Deciphering the role of MFGE8 in lactation using CRISPR-CAS9 based gene editing in Buffalo mammary epithelial cells.

Milk fat globule EGF factor 8 (MFGE8) is a glycoprotein which plays a crucial role in mammary gland remodeling. Our group previously identified MFGE8 as a marker associated with high milk yielding cows. Here, we generated MFGE8 knock-out buffalo mammary epithelial cells (BuMEC) via CRISPR-cas9 technology to decipher its role in lactation. gRNA3 reduced MFGE8 expression with good efficiency which was confirmed at transcriptomic and proteomic level and the stable knock-out cells obtained were named mfge8-/-/gRNA3. The amplicon sequencing of the edited region using next generation sequencing (NGS) showed that 54% of total reads showed indels, 3-4 bp upstream to PAM site in 2nd exon.

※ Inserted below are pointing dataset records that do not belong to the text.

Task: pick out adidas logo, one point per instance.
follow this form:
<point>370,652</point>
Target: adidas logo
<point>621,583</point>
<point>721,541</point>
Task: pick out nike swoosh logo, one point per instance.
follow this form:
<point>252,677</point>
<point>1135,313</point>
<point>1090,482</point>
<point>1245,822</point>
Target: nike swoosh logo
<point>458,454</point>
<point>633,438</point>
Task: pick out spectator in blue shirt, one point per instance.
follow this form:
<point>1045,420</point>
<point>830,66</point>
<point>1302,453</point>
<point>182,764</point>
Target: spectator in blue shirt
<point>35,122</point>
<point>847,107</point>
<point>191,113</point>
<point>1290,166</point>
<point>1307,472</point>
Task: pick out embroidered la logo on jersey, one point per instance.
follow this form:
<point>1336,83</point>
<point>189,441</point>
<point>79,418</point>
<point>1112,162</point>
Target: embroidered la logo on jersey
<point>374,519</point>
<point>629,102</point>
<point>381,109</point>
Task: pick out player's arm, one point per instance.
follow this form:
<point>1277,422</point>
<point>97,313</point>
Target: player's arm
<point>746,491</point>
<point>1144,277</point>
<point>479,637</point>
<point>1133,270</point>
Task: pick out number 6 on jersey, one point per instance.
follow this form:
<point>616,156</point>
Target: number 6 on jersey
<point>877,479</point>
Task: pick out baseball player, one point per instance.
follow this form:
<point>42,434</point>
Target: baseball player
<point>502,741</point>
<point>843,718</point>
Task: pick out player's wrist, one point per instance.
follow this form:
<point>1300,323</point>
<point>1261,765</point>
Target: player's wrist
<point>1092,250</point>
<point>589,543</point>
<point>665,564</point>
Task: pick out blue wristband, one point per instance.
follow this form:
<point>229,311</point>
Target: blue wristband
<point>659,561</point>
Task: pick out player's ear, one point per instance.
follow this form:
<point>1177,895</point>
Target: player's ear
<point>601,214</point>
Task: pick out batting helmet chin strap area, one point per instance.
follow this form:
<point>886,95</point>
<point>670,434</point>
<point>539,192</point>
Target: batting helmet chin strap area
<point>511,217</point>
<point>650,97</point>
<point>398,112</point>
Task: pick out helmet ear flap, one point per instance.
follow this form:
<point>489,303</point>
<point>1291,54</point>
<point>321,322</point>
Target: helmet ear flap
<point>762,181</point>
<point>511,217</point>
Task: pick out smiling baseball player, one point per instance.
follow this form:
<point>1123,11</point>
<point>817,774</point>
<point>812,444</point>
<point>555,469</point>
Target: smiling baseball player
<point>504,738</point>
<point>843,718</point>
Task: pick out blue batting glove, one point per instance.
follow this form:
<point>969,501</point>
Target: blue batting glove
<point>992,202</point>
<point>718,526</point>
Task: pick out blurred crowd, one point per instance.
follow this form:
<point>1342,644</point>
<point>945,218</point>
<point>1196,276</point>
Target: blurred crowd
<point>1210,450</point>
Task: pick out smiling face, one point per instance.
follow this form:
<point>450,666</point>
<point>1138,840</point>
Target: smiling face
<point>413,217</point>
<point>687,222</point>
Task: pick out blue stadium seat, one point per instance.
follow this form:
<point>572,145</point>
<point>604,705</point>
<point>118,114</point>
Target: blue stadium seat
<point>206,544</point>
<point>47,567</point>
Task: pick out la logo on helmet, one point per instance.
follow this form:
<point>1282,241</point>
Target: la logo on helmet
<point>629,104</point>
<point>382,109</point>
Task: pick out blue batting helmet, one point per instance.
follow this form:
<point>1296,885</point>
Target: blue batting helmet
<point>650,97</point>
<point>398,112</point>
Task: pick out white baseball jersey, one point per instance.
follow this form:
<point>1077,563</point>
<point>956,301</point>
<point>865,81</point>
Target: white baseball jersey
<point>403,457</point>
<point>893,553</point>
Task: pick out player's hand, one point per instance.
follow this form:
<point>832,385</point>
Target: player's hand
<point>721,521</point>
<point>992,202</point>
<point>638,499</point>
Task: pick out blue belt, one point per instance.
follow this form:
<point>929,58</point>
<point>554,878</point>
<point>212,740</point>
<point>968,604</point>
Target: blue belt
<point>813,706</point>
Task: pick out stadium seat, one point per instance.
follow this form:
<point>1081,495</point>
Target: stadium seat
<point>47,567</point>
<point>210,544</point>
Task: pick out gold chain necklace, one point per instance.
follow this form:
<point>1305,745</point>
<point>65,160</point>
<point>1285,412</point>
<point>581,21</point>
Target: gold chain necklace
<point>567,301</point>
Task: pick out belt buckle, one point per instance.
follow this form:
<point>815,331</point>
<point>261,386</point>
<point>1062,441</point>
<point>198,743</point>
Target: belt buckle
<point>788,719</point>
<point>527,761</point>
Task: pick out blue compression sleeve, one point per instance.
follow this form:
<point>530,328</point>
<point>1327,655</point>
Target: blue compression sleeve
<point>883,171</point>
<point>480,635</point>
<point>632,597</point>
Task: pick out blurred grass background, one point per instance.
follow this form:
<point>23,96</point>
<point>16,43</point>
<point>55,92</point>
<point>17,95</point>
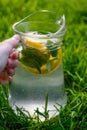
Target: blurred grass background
<point>74,115</point>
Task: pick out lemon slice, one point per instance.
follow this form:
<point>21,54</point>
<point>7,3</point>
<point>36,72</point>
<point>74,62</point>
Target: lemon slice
<point>35,44</point>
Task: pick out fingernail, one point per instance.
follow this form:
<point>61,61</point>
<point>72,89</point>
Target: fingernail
<point>17,37</point>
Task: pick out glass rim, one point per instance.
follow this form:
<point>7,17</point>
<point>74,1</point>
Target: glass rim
<point>59,33</point>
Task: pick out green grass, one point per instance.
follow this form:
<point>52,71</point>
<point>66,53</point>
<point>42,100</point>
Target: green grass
<point>73,116</point>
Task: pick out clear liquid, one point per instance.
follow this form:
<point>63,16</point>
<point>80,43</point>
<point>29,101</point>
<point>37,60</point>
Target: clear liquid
<point>29,91</point>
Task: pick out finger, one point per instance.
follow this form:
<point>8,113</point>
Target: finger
<point>12,63</point>
<point>11,71</point>
<point>14,55</point>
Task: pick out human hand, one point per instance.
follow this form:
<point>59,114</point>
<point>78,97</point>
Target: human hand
<point>8,58</point>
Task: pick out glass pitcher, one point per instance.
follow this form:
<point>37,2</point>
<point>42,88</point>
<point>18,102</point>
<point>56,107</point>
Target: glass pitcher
<point>39,81</point>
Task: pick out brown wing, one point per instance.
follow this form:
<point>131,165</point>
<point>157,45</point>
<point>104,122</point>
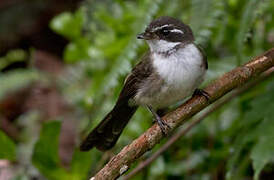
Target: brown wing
<point>138,74</point>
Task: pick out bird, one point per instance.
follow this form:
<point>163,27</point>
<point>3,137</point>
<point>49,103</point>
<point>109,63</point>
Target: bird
<point>170,71</point>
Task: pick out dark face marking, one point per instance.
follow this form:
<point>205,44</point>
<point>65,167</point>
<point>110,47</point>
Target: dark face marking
<point>168,29</point>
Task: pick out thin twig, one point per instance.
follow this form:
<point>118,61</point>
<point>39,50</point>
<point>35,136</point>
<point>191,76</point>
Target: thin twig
<point>120,163</point>
<point>197,120</point>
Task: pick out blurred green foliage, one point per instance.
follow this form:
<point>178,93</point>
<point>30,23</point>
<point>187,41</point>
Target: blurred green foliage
<point>235,142</point>
<point>7,147</point>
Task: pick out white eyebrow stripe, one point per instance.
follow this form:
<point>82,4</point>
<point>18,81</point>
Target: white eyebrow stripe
<point>177,31</point>
<point>157,28</point>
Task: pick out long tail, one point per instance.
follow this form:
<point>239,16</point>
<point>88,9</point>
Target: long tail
<point>106,134</point>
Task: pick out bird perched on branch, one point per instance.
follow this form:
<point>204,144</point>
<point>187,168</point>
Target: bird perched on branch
<point>172,70</point>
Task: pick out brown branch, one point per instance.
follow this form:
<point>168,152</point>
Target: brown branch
<point>197,120</point>
<point>229,81</point>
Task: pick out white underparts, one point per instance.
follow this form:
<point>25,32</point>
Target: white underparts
<point>161,46</point>
<point>182,72</point>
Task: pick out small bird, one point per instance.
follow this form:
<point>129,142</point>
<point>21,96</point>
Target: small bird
<point>172,70</point>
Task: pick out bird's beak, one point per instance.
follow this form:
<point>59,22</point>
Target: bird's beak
<point>145,35</point>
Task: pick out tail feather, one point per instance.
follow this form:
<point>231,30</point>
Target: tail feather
<point>106,134</point>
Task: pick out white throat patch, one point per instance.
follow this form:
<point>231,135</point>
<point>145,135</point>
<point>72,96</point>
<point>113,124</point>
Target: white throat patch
<point>161,46</point>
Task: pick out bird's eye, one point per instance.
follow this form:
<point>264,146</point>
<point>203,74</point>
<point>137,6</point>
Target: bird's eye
<point>165,32</point>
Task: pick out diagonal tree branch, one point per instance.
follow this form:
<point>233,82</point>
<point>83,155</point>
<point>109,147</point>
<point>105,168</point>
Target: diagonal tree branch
<point>120,163</point>
<point>197,120</point>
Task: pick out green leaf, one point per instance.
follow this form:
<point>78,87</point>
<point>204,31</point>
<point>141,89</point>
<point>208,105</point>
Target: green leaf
<point>7,147</point>
<point>45,155</point>
<point>68,24</point>
<point>262,152</point>
<point>16,79</point>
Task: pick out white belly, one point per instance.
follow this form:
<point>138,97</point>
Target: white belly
<point>182,72</point>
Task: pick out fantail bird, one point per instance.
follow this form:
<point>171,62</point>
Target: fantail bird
<point>172,70</point>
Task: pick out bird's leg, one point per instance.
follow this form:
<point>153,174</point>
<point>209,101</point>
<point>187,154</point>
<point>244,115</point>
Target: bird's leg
<point>163,125</point>
<point>201,92</point>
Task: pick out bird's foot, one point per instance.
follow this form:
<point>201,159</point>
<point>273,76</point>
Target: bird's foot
<point>163,125</point>
<point>201,92</point>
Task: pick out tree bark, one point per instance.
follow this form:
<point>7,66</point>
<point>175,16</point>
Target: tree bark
<point>121,162</point>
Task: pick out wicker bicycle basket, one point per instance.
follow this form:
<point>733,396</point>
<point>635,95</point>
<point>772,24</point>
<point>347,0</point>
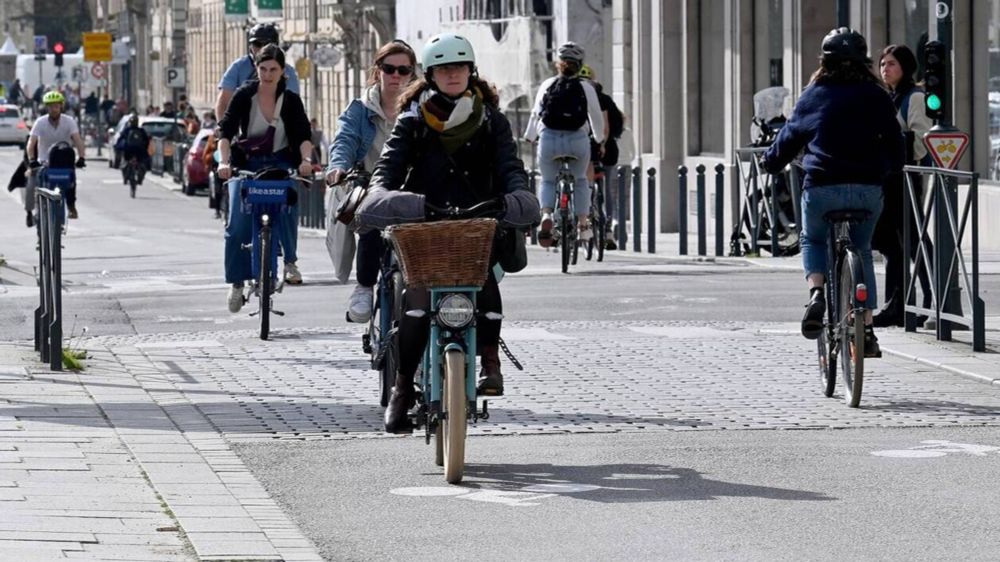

A total 4282 proteins were identified when proteome level changes were examined and 178 were found to be differentially expressed above and below a threshold of ≥ 1.5 and ≤ 0.6. Major DEPs were found to be associated with regulation of hydrolase activity, endopeptidase activity and cytoskeletal organization and some DEPs including FABP3, FABP4, FABP5, KNG1, MT2A, CD82, SLC7A1 and SERPINH1 belonged to genes associated with milk synthesis. To the best of our knowledge, this is the first study which provides a comprehensive proteome profile of MFGE8 knockout BuMEC and explores downstream effects of disruption of MFGE8 gene.